Mike and all the staff at the town hall and all our great set of DWI volunteers (and their Spouses!) for all their hard work prior and on the day - special thanks to Guy our Event Organiser

All our photos can be found here

Friday, March 9, 2012

Let's energise our Deal - Deal's Green Energy Fair 10th March

Deal's Green Energy Fair is happening this Saturday (10th March) at Deal Town Hall between 1-4:30pm

The event will have something for everyone. Practical ‘how-to’ sessions on home insulation, advice on grants for insulation, advice and providers on solar power for the home and business, talks on microgeneration after the recent changes to the feed-in-tariff and on community generated energy schemes.

Rosemary Rechter, Co-ordinator for Deal With It said: “The Everyone’s energy bills are rising and we know they will go on doing so. Whether you are a householder, a business or responsible for a school, church or community centre, on Saturday afternoon you could find something that will really help you to save on your energy bills, while at the same time reducing your carbon footprint and helping to mitigate the dangers of Climate Change.
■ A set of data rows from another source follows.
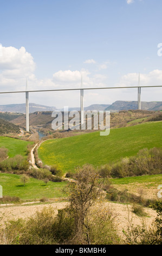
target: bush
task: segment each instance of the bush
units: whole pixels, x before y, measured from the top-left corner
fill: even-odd
[[[0,162],[0,169],[3,172],[11,170],[13,170],[14,173],[17,173],[17,170],[26,172],[29,166],[27,160],[20,155],[17,155],[12,158],[6,159]]]
[[[102,178],[108,178],[111,176],[112,167],[110,164],[105,164],[101,166],[99,170],[100,175]]]
[[[48,199],[47,197],[43,197],[43,198],[41,198],[40,199],[40,202],[48,202]]]
[[[132,212],[139,217],[146,216],[147,214],[144,212],[144,208],[142,205],[134,204],[132,206]]]
[[[66,173],[65,176],[66,178],[73,178],[74,175],[74,173],[71,173],[70,172],[68,172]]]
[[[19,197],[11,197],[10,196],[4,196],[2,198],[0,198],[0,202],[19,202],[20,198]]]
[[[8,157],[8,149],[5,148],[0,148],[0,161],[3,161]]]
[[[50,167],[50,172],[53,175],[62,177],[63,175],[63,172],[59,169],[57,166],[54,165]]]
[[[156,201],[151,207],[158,213],[155,221],[148,228],[145,222],[142,226],[134,226],[132,221],[126,231],[123,231],[126,236],[126,242],[129,245],[162,245],[162,202]]]

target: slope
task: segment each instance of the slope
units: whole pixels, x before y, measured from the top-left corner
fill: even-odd
[[[162,121],[148,122],[111,130],[108,136],[99,132],[45,141],[38,149],[44,163],[57,164],[64,172],[86,163],[100,166],[139,150],[162,147]]]

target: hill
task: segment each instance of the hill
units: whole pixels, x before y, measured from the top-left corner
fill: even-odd
[[[108,136],[99,132],[48,140],[38,148],[44,164],[57,164],[64,172],[90,163],[100,166],[135,155],[144,148],[162,146],[162,121],[148,122],[111,130]]]
[[[155,117],[160,112],[154,111],[132,110],[120,111],[118,112],[111,113],[111,127],[123,127],[127,125],[133,125],[133,123],[129,124],[129,122],[137,120],[137,123],[142,123],[147,118]],[[31,126],[40,127],[44,129],[44,132],[46,130],[51,130],[51,123],[54,118],[51,117],[52,112],[43,111],[36,112],[29,114],[29,125]],[[22,115],[15,119],[12,120],[11,122],[15,125],[21,127],[25,127],[26,119],[25,115]]]
[[[20,128],[14,124],[0,119],[0,135],[18,133]]]
[[[9,173],[0,173],[1,185],[3,196],[19,197],[23,200],[40,199],[43,197],[60,198],[66,194],[63,188],[66,182],[49,181],[47,186],[42,180],[30,178],[29,182],[23,186],[20,182],[21,175]]]
[[[59,110],[63,111],[63,109],[56,109],[55,107],[49,107],[34,103],[29,103],[29,113],[41,111],[54,111]],[[126,101],[118,100],[112,104],[93,104],[84,107],[85,111],[95,110],[96,111],[109,110],[112,112],[118,112],[120,110],[137,109],[137,101]],[[142,101],[141,109],[142,110],[150,110],[153,111],[162,110],[162,101]],[[69,107],[69,111],[80,111],[80,107]],[[10,104],[0,105],[0,112],[25,113],[25,104]],[[1,117],[0,117],[1,118]]]
[[[22,115],[22,114],[17,113],[0,112],[0,118],[6,120],[7,121],[11,121],[11,120],[15,119],[21,115]]]
[[[105,108],[105,110],[116,112],[120,110],[137,109],[137,101],[126,101],[118,100]],[[162,110],[162,102],[160,101],[141,101],[142,110],[158,111]]]
[[[9,150],[8,154],[9,157],[13,157],[16,155],[27,156],[28,144],[33,144],[33,142],[0,136],[0,148],[5,148]]]
[[[29,113],[33,113],[35,111],[54,111],[55,109],[55,107],[49,107],[47,106],[35,104],[35,103],[29,103]],[[25,114],[25,104],[9,104],[0,105],[0,111]]]

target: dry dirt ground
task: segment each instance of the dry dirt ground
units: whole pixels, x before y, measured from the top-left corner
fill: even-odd
[[[50,204],[48,203],[47,204],[1,207],[0,208],[0,225],[3,225],[5,222],[8,221],[9,220],[28,218],[35,214],[36,211],[41,211],[44,207],[48,207],[49,205],[54,208],[54,212],[56,214],[57,210],[66,207],[67,204],[65,202],[59,202]],[[119,234],[121,235],[122,235],[122,229],[126,230],[127,227],[128,225],[129,217],[129,219],[132,218],[133,223],[135,225],[141,224],[142,218],[139,217],[132,213],[132,206],[131,205],[105,202],[103,203],[103,206],[113,213]],[[148,217],[145,218],[146,223],[148,225],[151,225],[157,216],[157,213],[155,211],[150,208],[145,208],[144,210],[148,216]]]

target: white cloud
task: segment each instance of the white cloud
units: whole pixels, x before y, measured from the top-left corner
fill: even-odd
[[[129,73],[121,77],[119,84],[121,86],[137,86],[138,78],[138,73]],[[162,70],[155,69],[148,74],[140,74],[140,80],[141,86],[161,85]]]
[[[2,47],[0,56],[1,90],[16,90],[25,84],[26,77],[35,80],[36,64],[24,47]]]
[[[86,64],[95,64],[96,62],[93,59],[87,59],[84,62],[84,63]]]
[[[126,0],[126,2],[128,4],[132,4],[134,2],[134,0]]]

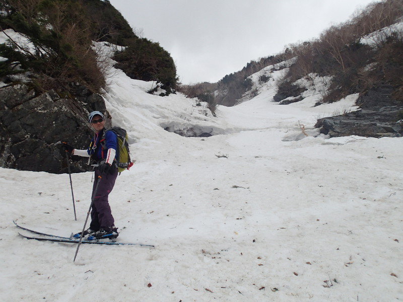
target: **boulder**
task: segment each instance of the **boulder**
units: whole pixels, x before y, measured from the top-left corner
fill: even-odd
[[[398,117],[403,104],[391,97],[393,91],[387,85],[374,88],[358,98],[357,104],[360,110],[320,119],[315,127],[320,127],[321,133],[330,137],[400,137],[403,128]]]
[[[94,133],[87,120],[89,112],[106,112],[101,96],[79,85],[73,88],[77,94],[69,98],[53,91],[39,94],[25,85],[0,89],[0,167],[67,171],[66,159],[55,143],[86,148]],[[89,169],[85,160],[72,166],[73,172]]]

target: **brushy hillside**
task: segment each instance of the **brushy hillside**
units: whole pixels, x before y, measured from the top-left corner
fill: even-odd
[[[401,21],[402,16],[402,0],[373,3],[357,11],[351,20],[324,31],[317,38],[288,45],[282,53],[251,61],[214,85],[197,84],[181,89],[185,93],[190,92],[191,97],[211,94],[216,103],[233,106],[242,101],[245,94],[257,93],[251,91],[249,76],[265,67],[295,57],[294,63],[284,74],[276,100],[299,95],[304,88],[295,82],[314,74],[331,77],[327,83],[328,89],[323,96],[324,102],[385,84],[393,87],[393,98],[403,100],[403,33],[390,27]],[[270,79],[262,73],[259,80],[262,83]]]
[[[5,0],[0,3],[0,30],[13,29],[30,42],[23,47],[11,39],[0,44],[0,78],[16,84],[29,71],[37,91],[69,91],[72,82],[97,92],[106,85],[102,56],[92,41],[126,47],[115,60],[133,79],[158,81],[172,91],[176,69],[170,54],[157,43],[140,38],[107,0]],[[138,63],[141,61],[141,64]],[[25,80],[27,79],[25,78]]]

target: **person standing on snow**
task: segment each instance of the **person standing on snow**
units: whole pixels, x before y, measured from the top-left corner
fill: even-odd
[[[63,150],[73,155],[90,157],[99,166],[95,168],[95,179],[98,176],[101,178],[98,186],[96,196],[94,196],[94,203],[91,209],[91,222],[90,228],[85,231],[83,236],[87,235],[96,239],[102,238],[114,239],[119,234],[117,228],[114,225],[114,219],[108,200],[108,196],[113,189],[117,177],[117,166],[115,156],[116,153],[116,135],[111,131],[106,131],[105,118],[99,111],[93,111],[88,116],[89,122],[95,131],[91,141],[90,146],[87,150],[75,149],[71,146],[63,143]],[[97,182],[94,182],[93,196],[96,187]],[[81,232],[74,235],[80,238]]]

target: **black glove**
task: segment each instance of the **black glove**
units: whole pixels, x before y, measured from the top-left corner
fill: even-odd
[[[105,164],[101,164],[98,166],[97,169],[98,172],[101,174],[107,173],[110,169],[110,165],[106,164],[106,163]]]
[[[74,150],[74,148],[64,142],[62,143],[61,146],[60,147],[60,150],[62,152],[62,153],[63,152],[68,152],[71,154],[73,150]]]

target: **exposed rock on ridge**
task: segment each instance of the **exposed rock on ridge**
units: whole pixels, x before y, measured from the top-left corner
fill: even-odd
[[[357,100],[361,110],[320,119],[315,127],[321,127],[321,133],[331,137],[399,137],[403,135],[403,125],[397,122],[398,114],[403,110],[403,104],[391,97],[393,91],[387,85],[373,88]]]
[[[66,171],[66,159],[52,144],[66,141],[86,148],[94,133],[87,121],[88,112],[106,112],[101,96],[82,86],[73,90],[72,99],[60,98],[53,91],[38,94],[25,85],[0,89],[0,167]],[[89,168],[80,161],[72,169],[82,172]]]

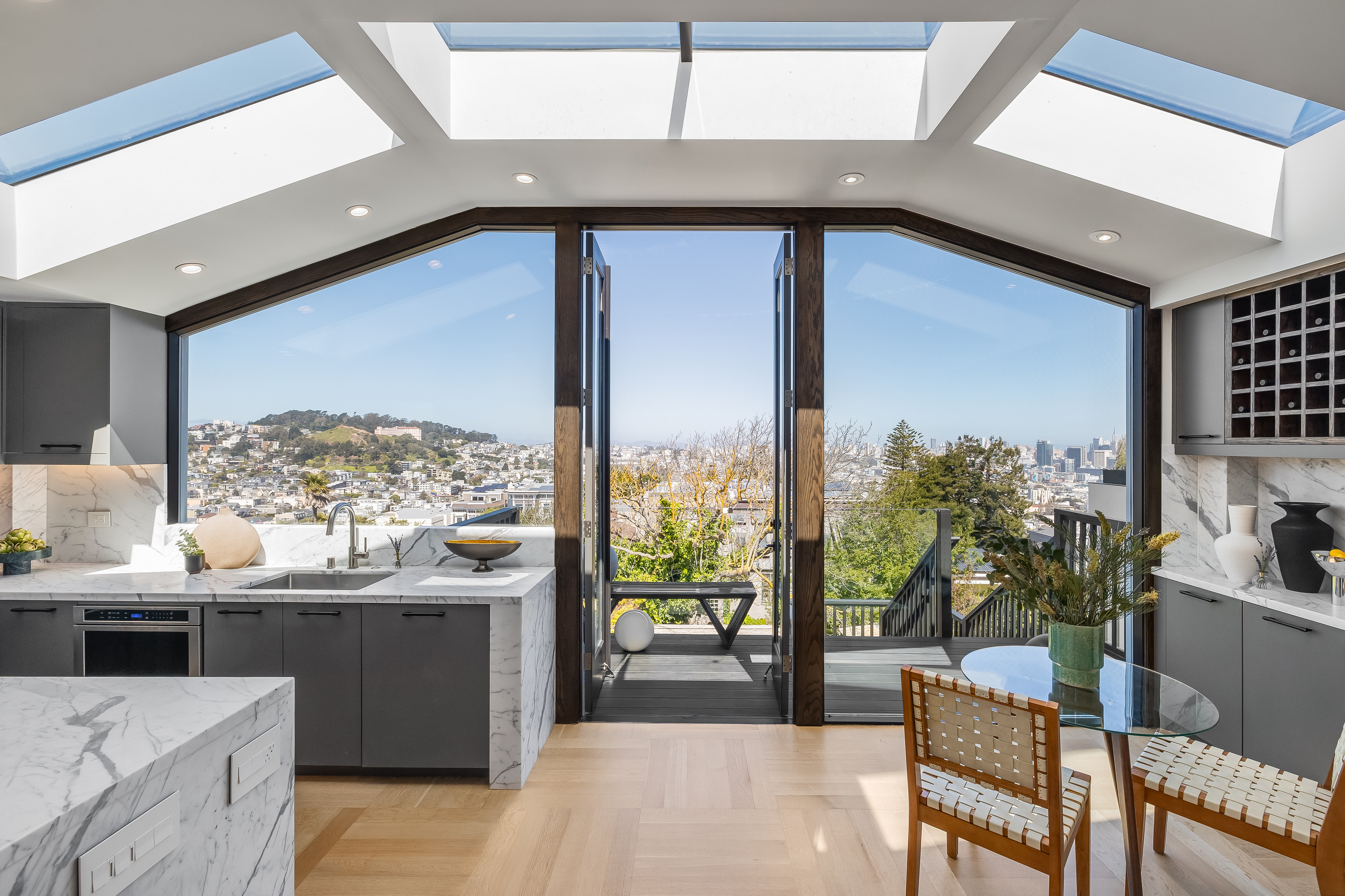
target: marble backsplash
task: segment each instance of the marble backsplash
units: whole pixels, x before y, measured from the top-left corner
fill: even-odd
[[[1318,516],[1345,545],[1345,461],[1321,458],[1197,457],[1163,450],[1163,529],[1182,537],[1167,548],[1167,563],[1223,572],[1215,539],[1228,529],[1228,505],[1252,504],[1256,537],[1271,543],[1271,523],[1284,516],[1275,501],[1319,501],[1332,506]],[[1279,564],[1271,564],[1279,578]],[[1330,579],[1323,582],[1330,588]]]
You will have the opportunity to find out whether you are eligible for a grant to insulate your home and how to go about doing it. You will discover that there is far more to renewable energy than wind farms !
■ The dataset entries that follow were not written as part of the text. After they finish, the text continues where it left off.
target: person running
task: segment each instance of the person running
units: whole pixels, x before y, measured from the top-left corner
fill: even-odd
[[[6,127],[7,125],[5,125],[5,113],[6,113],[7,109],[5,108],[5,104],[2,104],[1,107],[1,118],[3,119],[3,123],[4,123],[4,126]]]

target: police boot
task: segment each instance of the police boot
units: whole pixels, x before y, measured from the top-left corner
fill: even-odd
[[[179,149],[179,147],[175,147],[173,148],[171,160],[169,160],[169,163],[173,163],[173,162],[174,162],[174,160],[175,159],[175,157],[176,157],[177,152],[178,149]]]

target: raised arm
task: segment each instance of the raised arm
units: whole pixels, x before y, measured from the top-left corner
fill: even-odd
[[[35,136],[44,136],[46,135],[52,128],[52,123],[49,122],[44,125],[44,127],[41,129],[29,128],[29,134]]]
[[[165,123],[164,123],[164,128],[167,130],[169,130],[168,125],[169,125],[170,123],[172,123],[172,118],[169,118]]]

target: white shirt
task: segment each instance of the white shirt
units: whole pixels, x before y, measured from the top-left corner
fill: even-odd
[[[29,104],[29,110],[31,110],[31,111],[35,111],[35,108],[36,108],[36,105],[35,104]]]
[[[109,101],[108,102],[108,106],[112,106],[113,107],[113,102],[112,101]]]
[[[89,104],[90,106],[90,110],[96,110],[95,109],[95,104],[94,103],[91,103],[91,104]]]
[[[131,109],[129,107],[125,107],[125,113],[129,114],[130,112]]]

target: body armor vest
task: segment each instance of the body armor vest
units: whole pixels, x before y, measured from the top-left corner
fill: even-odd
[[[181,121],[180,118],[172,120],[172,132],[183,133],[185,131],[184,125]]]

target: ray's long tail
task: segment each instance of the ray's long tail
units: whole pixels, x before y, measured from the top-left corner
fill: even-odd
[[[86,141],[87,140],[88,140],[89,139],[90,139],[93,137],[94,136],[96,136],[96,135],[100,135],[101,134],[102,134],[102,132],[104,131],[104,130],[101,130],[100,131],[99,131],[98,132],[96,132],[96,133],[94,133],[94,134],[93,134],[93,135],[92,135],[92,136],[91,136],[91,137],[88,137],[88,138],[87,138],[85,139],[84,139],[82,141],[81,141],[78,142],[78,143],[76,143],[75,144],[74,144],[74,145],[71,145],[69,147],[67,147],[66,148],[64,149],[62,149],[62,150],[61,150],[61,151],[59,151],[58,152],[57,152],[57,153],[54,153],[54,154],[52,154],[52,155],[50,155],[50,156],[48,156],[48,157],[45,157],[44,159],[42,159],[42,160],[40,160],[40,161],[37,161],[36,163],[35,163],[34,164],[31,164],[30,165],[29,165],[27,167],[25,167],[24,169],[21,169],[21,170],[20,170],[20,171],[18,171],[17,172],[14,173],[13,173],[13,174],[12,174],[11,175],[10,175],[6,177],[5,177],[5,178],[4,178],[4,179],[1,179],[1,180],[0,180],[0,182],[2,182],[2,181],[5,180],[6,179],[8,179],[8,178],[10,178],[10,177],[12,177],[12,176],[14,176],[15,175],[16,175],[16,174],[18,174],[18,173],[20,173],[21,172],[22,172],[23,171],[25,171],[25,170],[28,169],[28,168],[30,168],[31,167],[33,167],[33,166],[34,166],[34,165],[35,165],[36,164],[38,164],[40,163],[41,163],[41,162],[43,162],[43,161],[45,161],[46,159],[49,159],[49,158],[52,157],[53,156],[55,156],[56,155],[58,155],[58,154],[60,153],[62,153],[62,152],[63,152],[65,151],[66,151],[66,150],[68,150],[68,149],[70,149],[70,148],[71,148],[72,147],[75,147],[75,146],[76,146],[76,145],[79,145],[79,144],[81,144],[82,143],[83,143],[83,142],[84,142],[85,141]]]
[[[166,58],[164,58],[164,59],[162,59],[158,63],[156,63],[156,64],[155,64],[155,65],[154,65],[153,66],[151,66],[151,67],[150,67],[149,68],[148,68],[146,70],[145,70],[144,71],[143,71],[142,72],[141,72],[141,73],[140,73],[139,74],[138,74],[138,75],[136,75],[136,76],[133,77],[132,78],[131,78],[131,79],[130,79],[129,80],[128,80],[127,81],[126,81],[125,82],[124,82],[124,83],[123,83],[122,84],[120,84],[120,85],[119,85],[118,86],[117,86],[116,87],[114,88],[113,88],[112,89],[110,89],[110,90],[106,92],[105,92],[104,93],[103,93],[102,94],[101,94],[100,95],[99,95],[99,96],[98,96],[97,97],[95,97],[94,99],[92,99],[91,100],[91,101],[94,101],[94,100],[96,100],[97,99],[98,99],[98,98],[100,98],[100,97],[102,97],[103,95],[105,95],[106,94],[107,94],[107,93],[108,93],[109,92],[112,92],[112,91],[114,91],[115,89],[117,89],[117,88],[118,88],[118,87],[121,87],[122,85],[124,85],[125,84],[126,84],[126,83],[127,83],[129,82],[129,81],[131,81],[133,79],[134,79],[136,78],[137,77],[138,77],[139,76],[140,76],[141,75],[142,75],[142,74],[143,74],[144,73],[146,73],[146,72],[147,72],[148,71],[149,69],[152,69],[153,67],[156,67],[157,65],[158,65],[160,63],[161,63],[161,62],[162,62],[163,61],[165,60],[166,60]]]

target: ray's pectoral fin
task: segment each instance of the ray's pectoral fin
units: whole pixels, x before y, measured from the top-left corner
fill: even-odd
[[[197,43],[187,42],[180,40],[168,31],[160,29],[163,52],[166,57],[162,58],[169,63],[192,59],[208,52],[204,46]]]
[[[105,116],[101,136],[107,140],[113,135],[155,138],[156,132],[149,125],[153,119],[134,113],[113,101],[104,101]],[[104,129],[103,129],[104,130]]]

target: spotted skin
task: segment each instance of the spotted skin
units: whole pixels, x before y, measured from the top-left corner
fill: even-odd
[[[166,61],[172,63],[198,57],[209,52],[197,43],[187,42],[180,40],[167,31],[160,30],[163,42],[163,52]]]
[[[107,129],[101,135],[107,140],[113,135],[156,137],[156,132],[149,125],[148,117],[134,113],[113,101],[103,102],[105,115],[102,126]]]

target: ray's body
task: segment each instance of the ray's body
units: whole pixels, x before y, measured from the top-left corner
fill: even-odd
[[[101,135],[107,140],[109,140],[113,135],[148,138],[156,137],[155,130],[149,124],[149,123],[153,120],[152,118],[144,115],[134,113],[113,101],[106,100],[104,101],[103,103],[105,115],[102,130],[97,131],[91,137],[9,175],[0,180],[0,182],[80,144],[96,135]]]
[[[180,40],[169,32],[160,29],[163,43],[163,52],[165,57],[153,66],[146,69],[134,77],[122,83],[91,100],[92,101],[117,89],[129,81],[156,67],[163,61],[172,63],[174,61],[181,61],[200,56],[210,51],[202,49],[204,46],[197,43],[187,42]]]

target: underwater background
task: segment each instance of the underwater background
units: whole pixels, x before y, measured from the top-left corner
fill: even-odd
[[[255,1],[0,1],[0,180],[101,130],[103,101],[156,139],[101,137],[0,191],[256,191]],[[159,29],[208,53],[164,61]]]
If you are a business, then you might welcome the chance to talk to an independent Energy consultant. If you are a community organisation then we have an energy consultant who only does pro bono work! There will be local firms and suppliers of solar energy, wind power, wood stoves and heat exchange pumps, talks and exhibition as well as a workshop on DIY insulation."


Thursday, March 8, 2012

Victoria's Green Matters - 8th March 2012


Deal With IT's Secretary Victoria Nicholls writes a regular column in the East Kent Mercury:
 It seems that spring is on the way at last! These last weeks of winter always appear to be longer and drearier than they should be but spring flowers in the garden serve to cheer us along to better times. How lovely it was to see the snow drops, even if they did spend some very cold days buried in snow, and now we see miniature daffodils, tiny iris, crocus and muscari to brighten a dull, wet day.
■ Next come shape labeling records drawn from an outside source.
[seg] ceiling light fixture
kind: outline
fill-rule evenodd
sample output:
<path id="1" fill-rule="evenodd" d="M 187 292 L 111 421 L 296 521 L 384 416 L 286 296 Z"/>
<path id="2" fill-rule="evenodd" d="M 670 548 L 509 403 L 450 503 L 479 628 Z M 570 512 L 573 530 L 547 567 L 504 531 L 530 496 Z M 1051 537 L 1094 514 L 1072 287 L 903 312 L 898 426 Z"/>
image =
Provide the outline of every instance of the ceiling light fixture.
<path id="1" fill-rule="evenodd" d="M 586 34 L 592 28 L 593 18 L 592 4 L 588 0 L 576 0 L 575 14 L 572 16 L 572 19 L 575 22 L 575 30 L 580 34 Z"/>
It is the time of year that we can start thinking about what we can grow as the days get longer and the temperature rises. Those of us lucky enough to have allotments, large plots or greenhouses will already have seeds sown and will be looking forward to planting out seedlings at the appropriate time. For the rest of us, we are waiting until the ground is warm enough for us to sow our seeds directly outside and to see the miracle of new growth pushing through the soil.

It seems strange that we here in the Southeast are suffering from drought but try looking back over the autumn and winter and it is difficult to remember any prolonged rain. Today we have welcome rain for our parched plots and we must conserve as much water as we can. It is a great idea to install water butts in your garden to capture the rain; your plants will thank you, as they prefer rainwater to our hard tap water.